Potential Commercial Applications

Companies developing machine learning models for various applications could use this technology to ensure their models are free from bias and comply with regulatory requirements.

Possible Prior Art

Prior art in the field of machine learning may include research papers, patents, or commercial products that address bias detection in machine learning models.

Unanswered Questions

How does this method compare to existing bias detection techniques in machine learning models?

This article does not provide a comparison with existing bias detection techniques, leaving the reader wondering about the advantages and limitations of this specific method.

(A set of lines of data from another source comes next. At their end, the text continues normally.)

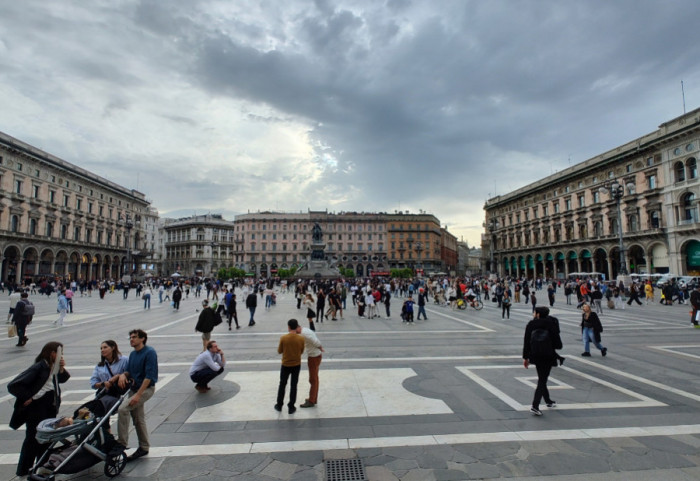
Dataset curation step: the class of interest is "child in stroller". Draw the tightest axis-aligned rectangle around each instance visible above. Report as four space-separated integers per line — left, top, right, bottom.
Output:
29 389 127 481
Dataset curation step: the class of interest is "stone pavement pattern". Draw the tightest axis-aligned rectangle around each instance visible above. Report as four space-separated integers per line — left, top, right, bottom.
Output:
0 291 700 481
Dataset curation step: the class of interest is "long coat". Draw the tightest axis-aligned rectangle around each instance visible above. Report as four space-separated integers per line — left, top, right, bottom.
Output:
7 359 70 429
581 311 603 342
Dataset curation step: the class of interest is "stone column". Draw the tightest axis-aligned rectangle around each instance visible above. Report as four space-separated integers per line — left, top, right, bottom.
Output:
15 256 25 286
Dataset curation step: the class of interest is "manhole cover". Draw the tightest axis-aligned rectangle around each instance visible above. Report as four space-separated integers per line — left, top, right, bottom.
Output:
326 459 368 481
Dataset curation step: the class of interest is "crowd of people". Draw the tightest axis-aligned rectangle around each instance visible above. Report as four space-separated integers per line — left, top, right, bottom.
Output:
8 270 700 476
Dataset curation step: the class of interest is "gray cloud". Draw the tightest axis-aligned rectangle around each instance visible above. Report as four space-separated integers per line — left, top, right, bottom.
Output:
0 0 700 248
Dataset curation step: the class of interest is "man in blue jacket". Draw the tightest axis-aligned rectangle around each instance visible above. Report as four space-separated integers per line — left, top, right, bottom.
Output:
110 329 158 461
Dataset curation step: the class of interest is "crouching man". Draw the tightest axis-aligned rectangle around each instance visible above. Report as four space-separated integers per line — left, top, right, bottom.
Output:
190 341 226 393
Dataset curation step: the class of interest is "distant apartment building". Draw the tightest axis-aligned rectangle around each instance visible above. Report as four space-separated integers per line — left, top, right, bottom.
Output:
162 211 457 277
0 129 157 283
160 214 237 277
482 105 700 279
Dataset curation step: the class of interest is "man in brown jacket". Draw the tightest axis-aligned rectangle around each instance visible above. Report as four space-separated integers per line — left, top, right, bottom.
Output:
275 319 304 414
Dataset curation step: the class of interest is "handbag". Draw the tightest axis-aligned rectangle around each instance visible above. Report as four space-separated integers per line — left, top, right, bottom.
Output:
103 361 132 397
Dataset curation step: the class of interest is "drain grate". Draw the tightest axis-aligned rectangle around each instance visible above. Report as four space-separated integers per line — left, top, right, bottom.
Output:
326 459 368 481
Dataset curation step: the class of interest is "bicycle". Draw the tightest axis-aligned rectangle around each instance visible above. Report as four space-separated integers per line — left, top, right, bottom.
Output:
457 299 484 311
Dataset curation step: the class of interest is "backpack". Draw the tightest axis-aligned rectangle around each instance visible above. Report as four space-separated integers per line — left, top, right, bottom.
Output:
22 299 36 318
530 328 554 359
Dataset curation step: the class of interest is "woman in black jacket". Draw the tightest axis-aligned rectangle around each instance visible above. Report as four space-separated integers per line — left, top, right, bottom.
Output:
7 342 70 476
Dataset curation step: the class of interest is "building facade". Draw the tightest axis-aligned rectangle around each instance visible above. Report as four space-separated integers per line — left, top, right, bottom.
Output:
386 211 442 274
0 133 154 283
482 105 700 279
162 211 457 277
160 214 237 277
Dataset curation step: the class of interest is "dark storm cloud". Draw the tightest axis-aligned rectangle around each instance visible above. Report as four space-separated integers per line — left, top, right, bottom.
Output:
0 0 700 246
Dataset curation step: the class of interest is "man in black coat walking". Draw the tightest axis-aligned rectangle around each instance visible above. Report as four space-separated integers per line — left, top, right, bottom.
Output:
523 306 562 416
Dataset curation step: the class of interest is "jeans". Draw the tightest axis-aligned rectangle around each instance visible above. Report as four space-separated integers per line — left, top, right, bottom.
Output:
583 327 604 352
307 355 322 404
190 367 224 387
277 364 301 407
17 391 56 476
532 362 552 409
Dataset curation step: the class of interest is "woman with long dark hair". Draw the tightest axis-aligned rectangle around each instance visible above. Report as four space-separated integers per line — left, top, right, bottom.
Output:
303 292 317 331
7 342 70 476
90 339 129 389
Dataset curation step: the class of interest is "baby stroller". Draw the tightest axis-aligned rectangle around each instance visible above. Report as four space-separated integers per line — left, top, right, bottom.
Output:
29 389 128 481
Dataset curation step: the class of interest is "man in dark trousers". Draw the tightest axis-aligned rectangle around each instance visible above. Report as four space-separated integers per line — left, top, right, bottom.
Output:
12 292 34 347
688 284 700 328
523 306 562 416
275 319 305 414
245 291 258 327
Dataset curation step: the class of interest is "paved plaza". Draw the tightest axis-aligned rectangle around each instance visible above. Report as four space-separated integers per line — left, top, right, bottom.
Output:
0 290 700 481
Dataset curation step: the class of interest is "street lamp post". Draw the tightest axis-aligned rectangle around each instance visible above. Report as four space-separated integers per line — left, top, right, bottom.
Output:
599 179 634 276
119 214 134 280
416 241 423 274
489 217 498 275
209 242 219 276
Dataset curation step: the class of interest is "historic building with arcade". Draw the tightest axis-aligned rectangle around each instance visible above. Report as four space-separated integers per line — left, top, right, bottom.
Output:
0 129 158 284
482 105 700 279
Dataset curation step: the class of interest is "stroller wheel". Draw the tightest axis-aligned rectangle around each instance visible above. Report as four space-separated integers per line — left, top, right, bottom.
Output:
105 451 126 478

What are the potential limitations or challenges in implementing this method in real-world scenarios?

The article does not discuss potential challenges or limitations that may arise when applying this method in practical settings, leaving room for uncertainty regarding its feasibility and effectiveness in real-world applications.


Original Abstract Submitted

a method is provided for determining bias of machine learning models. the method includes: forming a training dataset including input data samples provided to a remote machine learning model developed using a machine learning process, and corresponding output data samples obtained from the remote machine learning model; training a local machine learning model which approximates the remote machine learning model using a machine learning process and the training dataset; and interrogating the trained local machine learning model to determine whether the remote machine learning model is biased with respect to one or more biasing data parameters.